Die kleine Insel Læsø im Norden Dänemarks hat drei Zutaten für einen genussvollen Abstecher: eine seit dem Mittelalter bestehende Salzgewinnung, einmalige Häuser mit Seegrasdächern und köstlichen Hummer.

Im nördlichen Kattegat liegt das etwa hundert Quadratkilometer große Eiland Læsø mit rund 1800 Einwohnern, das Dänemark-Urlauber gerne für einen Tages- oder Wochenendausflug ansteuern. Seine Besonderheit ist die Salzsiederei, die seit dem Mittelalter Tradition hat. Schon ab 1150 nutzten die Menschen die guten Voraussetzungen zur Gewinnung des wertvollen Konservierungs- und Würzmittels: Das flache Grundwasser mit seinem relativ hohen Salzgehalt – zwölf Prozent statt der üblichen zwei im Meer­wasser – wird von Siedesalinen eingedampft. Die lokale Salzsiederei (Læsø ­Saltsyderi) führt die Tradition bis heute fort. Dort können Besucher beobachten, wie das Salzwasser aus einem nahen Brunnen über Holz­feuer in Becken erhitzt wird, bis nur noch die weißen Kristalle übrig bleiben. Das so entstandene Gewürz gibt es vor Ort im Shop zu kaufen. Wer möchte, kann sogar selbst Hand anlegen und die ­traditionsreiche Technik ausprobieren.

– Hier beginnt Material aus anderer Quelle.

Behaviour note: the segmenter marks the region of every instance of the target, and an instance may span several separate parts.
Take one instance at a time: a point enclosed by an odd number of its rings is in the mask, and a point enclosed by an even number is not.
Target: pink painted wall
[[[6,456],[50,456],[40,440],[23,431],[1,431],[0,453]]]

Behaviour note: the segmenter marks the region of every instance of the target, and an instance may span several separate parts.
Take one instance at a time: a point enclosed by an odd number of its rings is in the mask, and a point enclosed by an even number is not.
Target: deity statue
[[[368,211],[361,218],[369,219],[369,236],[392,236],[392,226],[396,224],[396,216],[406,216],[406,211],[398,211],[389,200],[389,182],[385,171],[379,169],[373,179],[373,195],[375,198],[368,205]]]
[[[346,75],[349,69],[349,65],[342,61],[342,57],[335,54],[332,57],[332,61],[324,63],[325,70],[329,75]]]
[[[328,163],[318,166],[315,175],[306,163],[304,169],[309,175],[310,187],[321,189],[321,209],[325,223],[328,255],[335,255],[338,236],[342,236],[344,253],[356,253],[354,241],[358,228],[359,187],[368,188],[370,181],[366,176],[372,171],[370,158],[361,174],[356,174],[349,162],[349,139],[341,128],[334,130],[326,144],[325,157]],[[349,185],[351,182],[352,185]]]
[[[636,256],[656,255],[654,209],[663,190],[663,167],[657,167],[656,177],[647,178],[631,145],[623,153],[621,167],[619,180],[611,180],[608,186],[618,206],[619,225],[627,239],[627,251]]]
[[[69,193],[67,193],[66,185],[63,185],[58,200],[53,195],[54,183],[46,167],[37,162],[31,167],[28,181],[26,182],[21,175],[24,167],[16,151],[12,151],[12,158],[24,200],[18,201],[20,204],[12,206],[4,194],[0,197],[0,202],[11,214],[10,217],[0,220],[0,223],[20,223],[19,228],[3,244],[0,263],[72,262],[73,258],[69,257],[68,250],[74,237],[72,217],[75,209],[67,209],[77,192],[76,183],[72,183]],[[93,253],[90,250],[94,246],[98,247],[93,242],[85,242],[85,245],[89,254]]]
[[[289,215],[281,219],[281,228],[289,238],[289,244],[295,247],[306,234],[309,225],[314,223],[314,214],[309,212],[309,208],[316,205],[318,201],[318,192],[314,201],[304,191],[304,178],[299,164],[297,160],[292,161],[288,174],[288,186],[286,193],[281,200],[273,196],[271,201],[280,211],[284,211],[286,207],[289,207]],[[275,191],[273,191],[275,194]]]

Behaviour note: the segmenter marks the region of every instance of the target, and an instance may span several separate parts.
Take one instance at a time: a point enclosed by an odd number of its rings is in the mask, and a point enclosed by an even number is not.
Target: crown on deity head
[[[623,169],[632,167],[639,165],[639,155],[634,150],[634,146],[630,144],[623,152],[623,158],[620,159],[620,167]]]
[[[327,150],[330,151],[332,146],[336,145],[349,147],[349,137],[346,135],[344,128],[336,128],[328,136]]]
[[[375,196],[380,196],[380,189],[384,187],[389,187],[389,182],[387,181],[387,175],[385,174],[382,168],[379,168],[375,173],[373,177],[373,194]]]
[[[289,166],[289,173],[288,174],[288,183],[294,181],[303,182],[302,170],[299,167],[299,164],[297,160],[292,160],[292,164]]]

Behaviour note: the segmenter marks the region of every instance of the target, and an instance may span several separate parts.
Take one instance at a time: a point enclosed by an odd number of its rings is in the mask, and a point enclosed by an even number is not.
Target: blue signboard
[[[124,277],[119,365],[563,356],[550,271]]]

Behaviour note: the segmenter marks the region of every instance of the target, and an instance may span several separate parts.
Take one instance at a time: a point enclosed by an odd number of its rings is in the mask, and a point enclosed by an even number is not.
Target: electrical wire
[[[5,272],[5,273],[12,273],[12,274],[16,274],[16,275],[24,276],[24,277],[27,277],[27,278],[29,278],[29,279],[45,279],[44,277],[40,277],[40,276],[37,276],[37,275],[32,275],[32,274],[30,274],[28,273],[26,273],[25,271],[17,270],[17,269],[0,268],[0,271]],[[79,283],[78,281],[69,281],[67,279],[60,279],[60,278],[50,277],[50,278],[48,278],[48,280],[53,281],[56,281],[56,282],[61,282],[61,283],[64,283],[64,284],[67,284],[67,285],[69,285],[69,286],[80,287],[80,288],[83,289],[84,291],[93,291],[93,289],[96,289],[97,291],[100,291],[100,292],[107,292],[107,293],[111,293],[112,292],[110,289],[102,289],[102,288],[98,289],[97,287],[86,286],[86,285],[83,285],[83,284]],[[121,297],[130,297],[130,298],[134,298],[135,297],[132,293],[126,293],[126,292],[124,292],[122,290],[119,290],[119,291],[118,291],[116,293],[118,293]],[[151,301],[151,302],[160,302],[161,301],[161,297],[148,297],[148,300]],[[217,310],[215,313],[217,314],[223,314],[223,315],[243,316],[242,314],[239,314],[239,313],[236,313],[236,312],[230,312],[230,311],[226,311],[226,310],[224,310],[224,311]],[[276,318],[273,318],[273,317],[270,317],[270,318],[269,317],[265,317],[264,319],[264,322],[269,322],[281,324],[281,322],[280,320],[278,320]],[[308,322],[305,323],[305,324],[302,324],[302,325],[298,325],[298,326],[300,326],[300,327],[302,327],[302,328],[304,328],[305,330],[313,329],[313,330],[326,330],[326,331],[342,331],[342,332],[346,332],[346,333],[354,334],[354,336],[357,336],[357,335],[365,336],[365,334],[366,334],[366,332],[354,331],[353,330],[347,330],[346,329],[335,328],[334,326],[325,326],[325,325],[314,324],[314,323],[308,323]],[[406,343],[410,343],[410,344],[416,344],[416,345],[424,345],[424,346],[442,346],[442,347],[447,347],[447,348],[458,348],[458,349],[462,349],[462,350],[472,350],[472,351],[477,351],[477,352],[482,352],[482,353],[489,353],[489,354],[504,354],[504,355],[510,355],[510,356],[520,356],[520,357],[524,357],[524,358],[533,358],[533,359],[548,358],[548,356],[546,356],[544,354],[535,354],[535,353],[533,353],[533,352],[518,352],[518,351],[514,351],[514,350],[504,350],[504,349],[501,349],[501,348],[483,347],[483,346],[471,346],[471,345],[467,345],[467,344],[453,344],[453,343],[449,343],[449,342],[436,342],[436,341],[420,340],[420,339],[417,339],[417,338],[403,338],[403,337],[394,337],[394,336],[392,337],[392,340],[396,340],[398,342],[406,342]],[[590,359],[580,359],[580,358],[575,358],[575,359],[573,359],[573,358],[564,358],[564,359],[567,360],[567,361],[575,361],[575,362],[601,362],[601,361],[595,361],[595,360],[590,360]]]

Die Mönche des Klosters Vitskøl (östlich von Aalborg) gehörten zu den Ersten, die auf Læsø Salz siedeten. Aus dieser Entdeckung machte der Bischof von Viborg im 13. Jahrhundert ein gewinnversprechendes Geschäftsmodell: Das Bistum kaufte die Insel und gab armen Bauern die Möglichkeit, der Leibeigenschaft zu entkommen und sich auf Læsø als Freie anzusiedeln – unter der Voraussetzung, dass sie Salz­kessel errichteten und Salzsteuer an die Kirche zahlten.

Architektur mit Seegras

Bis zur Reformation 1537 lagen die Geschicke von Læsø in der Hand des Bistums, das entschied, wer sich wo ­ansiedelte, wie viel Salz gesiedet wurde und wie mit dem Waldbestand ­umgegangen wurde. Doch nach der Enteignung durch die Krone wurde die Insel von Chaos heimgesucht: Innerhalb eines Jahrhunderts war der Wald geplündert und von den 135 Salz­werkstätten keine einzige mehr aktiv.

Es folgten drei Jahrhunderte, in denen es auf Læsø an so ziemlich allem fehlte – vor allem an Holz für Häuser. Dadurch entstand eine neue, weltweit einzigartige Bautechnik, bei der die auf der Insel verfügbaren Werkstoffe auf neue Art und Weise zum Einsatz kamen: Kieselsteine für die Böden, Lehm für den Mauerbau – und für die Dächer das ­Gewöhnliche Seegras (Zostera marina), das in rauen Mengen angespült wurde. Es dämmt Wärme, ist feuerfest und verrottet dank seines hohen Salzgehalts auch nicht. Man muss es nur hoch genug stapeln, dann ist es auch wasserdicht. Auf den ­ersten Blick wirkt es, als würde das Mate­rial wie aufgehender Teig aus dem Haus hervorquellen. Kein Wunder: Die ­deckende Schicht ist bis zu zwei Meter dick.

Verschiedene nahrhafte Tangarten werden zu Delikatessen verarbeitet und in Hofläden verkauft.
© Laban Stories
Verschiedene nahrhafte Tangarten werden zu Delikatessen verarbeitet und in Hofläden verkauft.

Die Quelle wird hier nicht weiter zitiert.